Voilà, c'était avec cette phrase que tout avait commencé. Non, plutôt devrais-je dire, c'était avec cette phrase que tout avait pris fin.

Il eut suffit d'un gramme pour que ma vie ne soit plus qu'un tas de cendres que le vent emportait dans la pénombre.

Je n'étais plus. Porté disparu depuis bien trop longtemps. La vague fût bien trop conséquente pour ma propre personne. Non, je n'avais plus la force de me débattre. Alors je coulais.

Une première fois, je coulais.

—« Mec, essaie ça, je t'assure que tu vas oublier tous tes soucis tellement c'est magique ! »

Au départ, c'était simplement pour permettre à ma mémoire d'omettre certains maux qui me rongeait. C'était fort, je m'en souvenais bien. Mais une fois inhalé, ce fût comme si toute ma conscience n'était plus. Comme si mes peines, mes douleurs, mes souffrances, disparaissaient sous terre à leur tour.

J'adorais cette sensation.

—« Alors mec ? Tu paniques toujours autant maintenant ?
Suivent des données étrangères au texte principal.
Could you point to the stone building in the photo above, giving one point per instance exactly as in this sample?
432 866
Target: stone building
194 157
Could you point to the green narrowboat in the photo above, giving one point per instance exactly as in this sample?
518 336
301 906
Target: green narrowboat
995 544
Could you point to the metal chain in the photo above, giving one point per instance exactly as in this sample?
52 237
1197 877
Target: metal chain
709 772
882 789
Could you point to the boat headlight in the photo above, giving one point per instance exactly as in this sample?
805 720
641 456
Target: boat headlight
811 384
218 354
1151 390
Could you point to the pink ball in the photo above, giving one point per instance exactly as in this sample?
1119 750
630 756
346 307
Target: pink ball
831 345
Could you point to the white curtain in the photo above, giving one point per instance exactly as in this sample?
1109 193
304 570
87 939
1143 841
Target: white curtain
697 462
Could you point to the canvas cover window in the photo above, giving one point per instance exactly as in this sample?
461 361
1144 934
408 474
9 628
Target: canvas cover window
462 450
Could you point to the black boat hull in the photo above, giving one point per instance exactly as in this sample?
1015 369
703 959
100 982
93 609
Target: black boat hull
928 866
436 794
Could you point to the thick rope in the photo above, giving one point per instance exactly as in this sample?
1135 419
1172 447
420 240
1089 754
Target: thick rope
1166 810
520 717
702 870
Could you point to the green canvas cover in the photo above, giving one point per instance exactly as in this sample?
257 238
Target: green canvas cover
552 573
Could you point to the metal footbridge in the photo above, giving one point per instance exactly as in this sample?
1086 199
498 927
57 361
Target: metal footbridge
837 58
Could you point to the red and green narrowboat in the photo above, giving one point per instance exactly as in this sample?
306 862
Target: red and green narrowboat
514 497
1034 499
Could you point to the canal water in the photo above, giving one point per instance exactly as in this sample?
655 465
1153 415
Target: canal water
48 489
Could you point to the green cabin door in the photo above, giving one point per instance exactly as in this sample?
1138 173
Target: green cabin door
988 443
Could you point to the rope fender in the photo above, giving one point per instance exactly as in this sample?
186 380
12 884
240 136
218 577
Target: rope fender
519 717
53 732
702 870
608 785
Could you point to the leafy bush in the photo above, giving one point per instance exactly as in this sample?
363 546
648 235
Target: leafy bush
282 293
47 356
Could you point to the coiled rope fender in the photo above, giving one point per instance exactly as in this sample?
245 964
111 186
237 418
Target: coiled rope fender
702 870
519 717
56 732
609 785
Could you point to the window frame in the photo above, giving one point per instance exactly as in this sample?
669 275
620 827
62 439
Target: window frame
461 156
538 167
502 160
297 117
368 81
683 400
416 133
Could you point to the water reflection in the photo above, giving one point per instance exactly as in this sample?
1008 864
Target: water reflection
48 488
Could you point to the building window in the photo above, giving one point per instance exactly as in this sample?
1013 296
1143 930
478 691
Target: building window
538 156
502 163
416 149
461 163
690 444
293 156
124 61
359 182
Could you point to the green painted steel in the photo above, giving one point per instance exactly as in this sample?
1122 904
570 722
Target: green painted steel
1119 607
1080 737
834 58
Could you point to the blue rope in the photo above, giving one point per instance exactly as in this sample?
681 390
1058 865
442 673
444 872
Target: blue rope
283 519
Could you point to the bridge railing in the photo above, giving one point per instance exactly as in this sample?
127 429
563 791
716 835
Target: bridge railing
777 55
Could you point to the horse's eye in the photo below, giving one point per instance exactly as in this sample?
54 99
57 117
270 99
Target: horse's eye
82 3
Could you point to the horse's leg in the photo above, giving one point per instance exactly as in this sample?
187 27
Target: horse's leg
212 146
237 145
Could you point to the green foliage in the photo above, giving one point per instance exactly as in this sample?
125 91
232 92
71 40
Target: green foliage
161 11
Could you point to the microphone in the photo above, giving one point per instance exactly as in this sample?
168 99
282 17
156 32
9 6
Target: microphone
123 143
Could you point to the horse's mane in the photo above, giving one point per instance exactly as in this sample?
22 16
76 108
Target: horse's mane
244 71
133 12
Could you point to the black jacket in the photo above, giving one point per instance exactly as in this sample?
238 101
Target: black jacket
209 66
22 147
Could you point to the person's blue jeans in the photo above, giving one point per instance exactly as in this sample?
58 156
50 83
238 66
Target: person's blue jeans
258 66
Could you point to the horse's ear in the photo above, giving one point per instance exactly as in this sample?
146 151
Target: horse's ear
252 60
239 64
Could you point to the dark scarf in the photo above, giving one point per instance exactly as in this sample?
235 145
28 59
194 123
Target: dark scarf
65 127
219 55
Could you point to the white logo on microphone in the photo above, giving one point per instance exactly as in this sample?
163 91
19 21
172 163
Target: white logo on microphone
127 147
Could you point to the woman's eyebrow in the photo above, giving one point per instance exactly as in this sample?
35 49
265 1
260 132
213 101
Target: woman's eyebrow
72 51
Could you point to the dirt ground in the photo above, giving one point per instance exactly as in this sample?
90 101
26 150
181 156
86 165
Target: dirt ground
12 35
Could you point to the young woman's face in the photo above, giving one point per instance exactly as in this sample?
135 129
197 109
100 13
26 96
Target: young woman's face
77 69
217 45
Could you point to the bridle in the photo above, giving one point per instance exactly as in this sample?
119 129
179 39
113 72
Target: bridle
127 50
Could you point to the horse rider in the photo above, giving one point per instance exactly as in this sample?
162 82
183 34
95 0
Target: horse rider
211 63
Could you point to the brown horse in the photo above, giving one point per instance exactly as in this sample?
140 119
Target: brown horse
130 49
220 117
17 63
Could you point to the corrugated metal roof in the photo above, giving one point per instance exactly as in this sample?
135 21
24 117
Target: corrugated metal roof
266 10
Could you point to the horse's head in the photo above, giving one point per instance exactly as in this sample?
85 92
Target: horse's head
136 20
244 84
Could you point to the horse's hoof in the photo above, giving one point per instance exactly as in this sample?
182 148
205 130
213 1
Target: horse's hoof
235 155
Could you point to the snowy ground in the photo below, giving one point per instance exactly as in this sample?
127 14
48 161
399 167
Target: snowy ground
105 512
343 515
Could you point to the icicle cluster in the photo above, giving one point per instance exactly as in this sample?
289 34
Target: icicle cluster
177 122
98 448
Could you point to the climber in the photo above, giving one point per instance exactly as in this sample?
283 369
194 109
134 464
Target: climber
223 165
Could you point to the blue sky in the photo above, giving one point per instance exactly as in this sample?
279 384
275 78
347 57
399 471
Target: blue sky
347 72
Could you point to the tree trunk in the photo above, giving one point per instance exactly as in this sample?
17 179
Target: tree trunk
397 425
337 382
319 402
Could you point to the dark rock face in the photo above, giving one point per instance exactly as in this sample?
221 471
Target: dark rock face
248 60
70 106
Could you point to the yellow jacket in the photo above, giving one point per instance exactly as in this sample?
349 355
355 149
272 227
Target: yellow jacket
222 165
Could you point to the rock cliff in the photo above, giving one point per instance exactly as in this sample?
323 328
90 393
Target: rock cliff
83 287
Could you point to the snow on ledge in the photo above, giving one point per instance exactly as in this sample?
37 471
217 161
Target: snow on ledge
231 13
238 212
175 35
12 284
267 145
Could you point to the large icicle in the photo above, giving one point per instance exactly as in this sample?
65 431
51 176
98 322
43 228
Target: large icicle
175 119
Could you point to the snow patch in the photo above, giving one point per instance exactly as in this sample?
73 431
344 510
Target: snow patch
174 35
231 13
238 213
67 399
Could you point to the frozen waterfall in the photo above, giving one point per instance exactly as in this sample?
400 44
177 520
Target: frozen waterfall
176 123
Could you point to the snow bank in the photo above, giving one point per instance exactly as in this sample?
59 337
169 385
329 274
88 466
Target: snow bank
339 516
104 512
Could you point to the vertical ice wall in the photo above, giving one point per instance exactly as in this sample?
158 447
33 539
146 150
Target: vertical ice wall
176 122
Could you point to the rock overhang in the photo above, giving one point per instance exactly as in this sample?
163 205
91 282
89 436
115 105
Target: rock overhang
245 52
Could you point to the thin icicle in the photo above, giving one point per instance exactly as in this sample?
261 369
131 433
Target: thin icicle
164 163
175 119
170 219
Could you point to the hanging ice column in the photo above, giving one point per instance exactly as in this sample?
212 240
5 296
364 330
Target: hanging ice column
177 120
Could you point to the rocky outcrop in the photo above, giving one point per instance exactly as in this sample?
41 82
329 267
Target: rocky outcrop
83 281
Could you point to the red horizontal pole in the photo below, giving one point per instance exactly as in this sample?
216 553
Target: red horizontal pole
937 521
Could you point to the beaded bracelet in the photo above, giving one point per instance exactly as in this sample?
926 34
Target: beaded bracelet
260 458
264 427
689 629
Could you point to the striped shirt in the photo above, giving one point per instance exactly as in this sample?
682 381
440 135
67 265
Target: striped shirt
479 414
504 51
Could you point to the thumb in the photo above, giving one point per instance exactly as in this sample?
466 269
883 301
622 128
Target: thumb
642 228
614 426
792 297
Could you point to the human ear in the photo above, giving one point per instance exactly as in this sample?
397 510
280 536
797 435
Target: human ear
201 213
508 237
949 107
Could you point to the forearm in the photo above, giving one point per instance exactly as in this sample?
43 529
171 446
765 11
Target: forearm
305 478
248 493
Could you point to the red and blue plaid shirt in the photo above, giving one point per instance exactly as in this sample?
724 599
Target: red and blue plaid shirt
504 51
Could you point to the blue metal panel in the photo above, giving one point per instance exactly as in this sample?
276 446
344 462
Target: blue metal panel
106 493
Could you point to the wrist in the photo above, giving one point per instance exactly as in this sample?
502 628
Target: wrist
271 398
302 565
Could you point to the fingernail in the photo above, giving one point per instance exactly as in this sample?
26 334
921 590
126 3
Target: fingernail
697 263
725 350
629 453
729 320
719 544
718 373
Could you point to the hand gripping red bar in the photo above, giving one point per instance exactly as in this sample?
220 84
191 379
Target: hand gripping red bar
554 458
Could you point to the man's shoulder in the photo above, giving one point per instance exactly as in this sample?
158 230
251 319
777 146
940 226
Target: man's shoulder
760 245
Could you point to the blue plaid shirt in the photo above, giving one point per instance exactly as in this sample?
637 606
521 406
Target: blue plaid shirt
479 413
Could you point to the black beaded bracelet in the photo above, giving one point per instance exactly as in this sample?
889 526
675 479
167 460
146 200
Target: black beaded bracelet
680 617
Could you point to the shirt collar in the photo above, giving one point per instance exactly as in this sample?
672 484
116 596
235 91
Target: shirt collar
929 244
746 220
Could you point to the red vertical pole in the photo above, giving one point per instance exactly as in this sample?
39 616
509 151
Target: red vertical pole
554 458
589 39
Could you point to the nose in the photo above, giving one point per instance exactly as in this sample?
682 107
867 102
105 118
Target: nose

À ce stade, répondre à ce genre de questions semblait être bien plus compliqué que de soulever un poids lourd. Le monde face à moi bougeait sans cesse. Même les nuages eurent une forme anormale. Ceux-ci virevoltaient au gré du vent. C'était dingue, l'on aurait pu croire que la Terre tournait vraiment.

— Non... Plus maintenant qu'elle est là, face à moi... »

Puis, la tempête venait après le calme. Et non l'inverse. La petite braise sur le point de s'éteindre, devint subitement une flamme incontrôlable que seul ma personne était capable d'apaiser. Du moins, c'était ce que je croyais.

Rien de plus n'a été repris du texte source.